The signal module should always be available on the currently supported platforms. Note that on Windows, the C runtime library just emulates a few signals, since Windows does not implement POSIX signals^[1].

That’s not right. If the main thread exits normally back to Py_RunMain() or if it raises SystemExit, then Py_FinalizeEx() gets called, which, among other things, shuts down the threading module and calls Python atexit functions. If the process exits via C exit() or _exit(), then Py_FinalizeEx() isn’t called, so threading isn’t shut down and Python atexit functions aren’t called.

SIGBREAK and SIGINT are based on the corresponding console control events.
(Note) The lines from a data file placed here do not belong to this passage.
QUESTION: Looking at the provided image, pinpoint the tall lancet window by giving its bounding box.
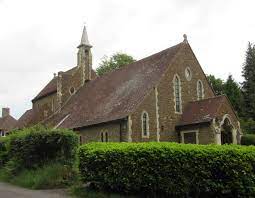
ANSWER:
[197,80,204,100]
[173,75,182,113]
[142,111,149,137]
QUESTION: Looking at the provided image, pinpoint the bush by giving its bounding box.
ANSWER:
[78,143,255,197]
[0,137,8,167]
[0,126,78,172]
[241,134,255,145]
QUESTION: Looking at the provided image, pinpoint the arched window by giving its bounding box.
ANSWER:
[101,132,104,142]
[197,80,204,100]
[105,132,108,142]
[173,75,182,113]
[142,111,149,137]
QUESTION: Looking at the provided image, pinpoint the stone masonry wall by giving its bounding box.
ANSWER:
[78,121,127,143]
[131,45,214,142]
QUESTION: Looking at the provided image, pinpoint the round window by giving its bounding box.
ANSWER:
[69,87,75,95]
[185,67,192,80]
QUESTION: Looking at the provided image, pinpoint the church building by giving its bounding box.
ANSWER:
[17,27,242,144]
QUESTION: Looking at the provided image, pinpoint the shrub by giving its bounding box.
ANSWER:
[0,137,9,167]
[241,134,255,145]
[2,126,78,172]
[78,143,255,197]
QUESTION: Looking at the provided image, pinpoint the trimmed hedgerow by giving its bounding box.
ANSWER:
[78,143,255,197]
[241,134,255,145]
[0,137,8,167]
[0,126,78,172]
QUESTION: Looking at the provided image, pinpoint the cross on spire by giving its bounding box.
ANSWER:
[78,25,91,48]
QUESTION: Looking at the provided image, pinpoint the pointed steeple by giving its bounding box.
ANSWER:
[78,25,92,48]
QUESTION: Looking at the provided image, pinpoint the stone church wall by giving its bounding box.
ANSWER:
[131,45,214,142]
[78,121,127,143]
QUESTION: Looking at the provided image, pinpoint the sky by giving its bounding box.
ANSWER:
[0,0,255,118]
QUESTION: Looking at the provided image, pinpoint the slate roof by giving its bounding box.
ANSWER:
[15,109,34,129]
[46,42,185,128]
[32,66,97,101]
[178,95,228,126]
[0,115,17,131]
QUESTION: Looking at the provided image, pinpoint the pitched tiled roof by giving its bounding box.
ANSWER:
[47,43,184,128]
[0,115,17,131]
[15,109,34,129]
[32,66,97,101]
[178,95,227,126]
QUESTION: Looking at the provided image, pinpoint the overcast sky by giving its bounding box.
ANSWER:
[0,0,255,118]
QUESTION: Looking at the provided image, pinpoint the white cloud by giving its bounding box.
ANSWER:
[0,0,255,118]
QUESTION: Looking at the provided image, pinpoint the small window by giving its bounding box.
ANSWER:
[51,98,55,112]
[101,132,104,142]
[185,67,192,81]
[69,87,75,95]
[173,75,182,113]
[181,131,198,144]
[142,112,149,137]
[197,80,204,100]
[80,135,82,145]
[105,132,108,142]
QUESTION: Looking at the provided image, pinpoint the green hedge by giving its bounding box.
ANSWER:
[78,143,255,197]
[241,134,255,145]
[0,126,78,170]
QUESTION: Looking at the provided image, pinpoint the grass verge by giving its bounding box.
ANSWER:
[0,163,77,189]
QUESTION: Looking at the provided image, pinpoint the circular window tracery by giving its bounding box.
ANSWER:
[185,67,192,81]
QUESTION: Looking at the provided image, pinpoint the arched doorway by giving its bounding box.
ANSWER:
[221,118,233,144]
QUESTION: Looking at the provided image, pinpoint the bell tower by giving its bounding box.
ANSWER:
[77,26,92,85]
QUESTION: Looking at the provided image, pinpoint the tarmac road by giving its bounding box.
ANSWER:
[0,182,69,198]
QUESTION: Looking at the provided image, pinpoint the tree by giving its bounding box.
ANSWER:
[242,42,255,120]
[223,75,243,117]
[96,53,135,76]
[207,75,224,95]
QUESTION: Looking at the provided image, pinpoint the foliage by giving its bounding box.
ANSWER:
[207,75,224,95]
[96,53,135,76]
[0,126,78,174]
[242,42,255,120]
[0,163,77,189]
[78,143,255,197]
[223,75,243,117]
[241,134,255,145]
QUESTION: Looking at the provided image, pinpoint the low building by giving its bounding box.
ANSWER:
[0,108,17,137]
[16,27,241,144]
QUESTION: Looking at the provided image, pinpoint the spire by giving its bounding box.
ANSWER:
[78,25,92,48]
[183,34,188,43]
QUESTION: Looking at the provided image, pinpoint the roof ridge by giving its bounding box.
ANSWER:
[95,42,183,78]
[188,94,226,103]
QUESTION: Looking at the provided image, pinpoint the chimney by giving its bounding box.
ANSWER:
[2,108,10,117]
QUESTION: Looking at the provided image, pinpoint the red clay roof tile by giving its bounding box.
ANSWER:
[46,43,183,128]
SIGSEGV, SIGILL, and SIGFPE are based on the corresponding OS exceptions. SIGABRT and SIGTERM are emulated just for use with C raise() and abort(). There isn’t support in Python for handling SIGSEGV, SIGILL, SIGFPE, and SIGABRT due to the design of the C signal handler, which just sets a flag and returns. Also, handling SIGINT and SIGBREAK is broken when reading from the console/terminal since EOFError is raised instead of restarting the read. ↩︎

zuo · June 11, 2024, 10:23am

Therefore, do you agree that those two statements should be removed from the docs of _thread?

eryksun · June 11, 2024, 10:29am

I think that the two statements should be corrected and qualified.